Methane oxidation activity and bacterial community composition in a simulated landfill cover soil is influenced by the growth of Chenopodium album L.

Oxygen availability in landfill cover soil is a major limitation to the growth and activity of methanotrophs as methane oxidation is an aerobic microbial process. Plants tolerant to high concentrations of landfill gas (LFG) may play an important role in improving methane oxidation within landfill cover soil and reducing emission of methane, a greenhouse gas, from it. In this study, the effect of an LFG tolerant plant Chenopodium album L. on methane oxidation activity (MOA) and bacterial community composition in landfill cover soil was investigated. Soil samples from four simulated lysimeters with and without LFG and plant vegetation were taken at 4 stages during the plant's development cycle.

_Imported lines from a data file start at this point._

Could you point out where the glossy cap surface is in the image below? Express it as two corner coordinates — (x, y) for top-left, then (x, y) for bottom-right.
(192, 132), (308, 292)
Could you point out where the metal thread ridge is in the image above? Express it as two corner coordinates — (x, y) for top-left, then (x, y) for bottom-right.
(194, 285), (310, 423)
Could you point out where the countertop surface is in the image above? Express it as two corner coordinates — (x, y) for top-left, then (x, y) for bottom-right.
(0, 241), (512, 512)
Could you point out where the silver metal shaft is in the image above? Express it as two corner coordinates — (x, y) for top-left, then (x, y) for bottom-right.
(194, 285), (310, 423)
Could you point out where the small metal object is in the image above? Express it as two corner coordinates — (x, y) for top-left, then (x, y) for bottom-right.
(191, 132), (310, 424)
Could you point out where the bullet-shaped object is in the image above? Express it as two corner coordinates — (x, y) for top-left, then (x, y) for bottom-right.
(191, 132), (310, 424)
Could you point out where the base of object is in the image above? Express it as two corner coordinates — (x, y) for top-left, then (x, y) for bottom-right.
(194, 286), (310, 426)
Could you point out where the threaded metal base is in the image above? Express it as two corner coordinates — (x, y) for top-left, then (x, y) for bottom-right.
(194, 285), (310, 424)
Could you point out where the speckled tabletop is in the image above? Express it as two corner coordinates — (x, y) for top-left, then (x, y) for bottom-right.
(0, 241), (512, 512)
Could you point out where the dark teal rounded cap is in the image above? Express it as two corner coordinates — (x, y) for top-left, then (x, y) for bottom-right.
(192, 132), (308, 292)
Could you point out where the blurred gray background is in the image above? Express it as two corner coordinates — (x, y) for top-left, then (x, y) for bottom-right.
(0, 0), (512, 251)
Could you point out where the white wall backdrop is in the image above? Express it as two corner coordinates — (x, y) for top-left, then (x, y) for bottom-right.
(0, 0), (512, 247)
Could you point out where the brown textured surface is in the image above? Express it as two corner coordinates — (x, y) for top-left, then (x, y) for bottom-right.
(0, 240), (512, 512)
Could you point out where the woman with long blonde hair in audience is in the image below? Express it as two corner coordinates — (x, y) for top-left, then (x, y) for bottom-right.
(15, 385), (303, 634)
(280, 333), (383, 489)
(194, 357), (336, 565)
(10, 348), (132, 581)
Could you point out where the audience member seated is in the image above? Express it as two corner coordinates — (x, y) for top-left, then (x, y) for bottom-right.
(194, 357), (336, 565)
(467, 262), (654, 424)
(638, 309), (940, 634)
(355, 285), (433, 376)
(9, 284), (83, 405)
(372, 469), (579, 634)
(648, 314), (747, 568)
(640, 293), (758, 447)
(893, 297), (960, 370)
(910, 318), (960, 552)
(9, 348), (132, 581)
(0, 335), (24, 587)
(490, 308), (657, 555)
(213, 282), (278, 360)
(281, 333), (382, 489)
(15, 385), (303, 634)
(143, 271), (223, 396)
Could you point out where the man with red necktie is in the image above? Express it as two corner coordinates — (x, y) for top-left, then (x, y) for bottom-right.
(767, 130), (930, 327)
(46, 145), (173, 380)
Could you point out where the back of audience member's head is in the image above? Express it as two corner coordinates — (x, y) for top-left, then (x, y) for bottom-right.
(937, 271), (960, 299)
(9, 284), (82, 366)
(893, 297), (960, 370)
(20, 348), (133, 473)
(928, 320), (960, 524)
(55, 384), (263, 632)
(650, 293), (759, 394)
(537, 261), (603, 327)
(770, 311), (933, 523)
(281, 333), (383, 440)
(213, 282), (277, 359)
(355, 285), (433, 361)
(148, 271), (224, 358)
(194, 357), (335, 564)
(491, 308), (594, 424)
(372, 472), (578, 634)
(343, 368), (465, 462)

Results showed that the total number of culturable bacteria in soil could be significantly increased (P < 0.05) by the growth of C. album. The total number of methanotrophs and MOA in soils with LFG was significantly higher (P < 0.05) than in soils without LFG on sampling days 90, 150 and 210. The total number of methanotrophs and MOA in lysimeters with LFG added increased in the presence of C. album when the plant entered the seed setting stage. Polymerase chain reaction and denaturing gradient gel electrophoresis (PCR-DGGE) gel patterns of 16S rDNA gene fragment and band sequencing analyses showed apparent differences in soil bacterial communities in the presence of LFG and plant vegetation. Members of the genus Methylosarcina were found to be the active and dominant methanotrophs in rhizosphere soil of C. album with LFG, while Methylococcus, Methylocystis, and Methylosinus were the primary methanotroph genera in LFG soil without C. album. Thus, C. album appears to select for specific methanotrophic bacteria in the presence of LFG. Soil MOA and microbial diversity can also be significantly affected by the presence of this plant.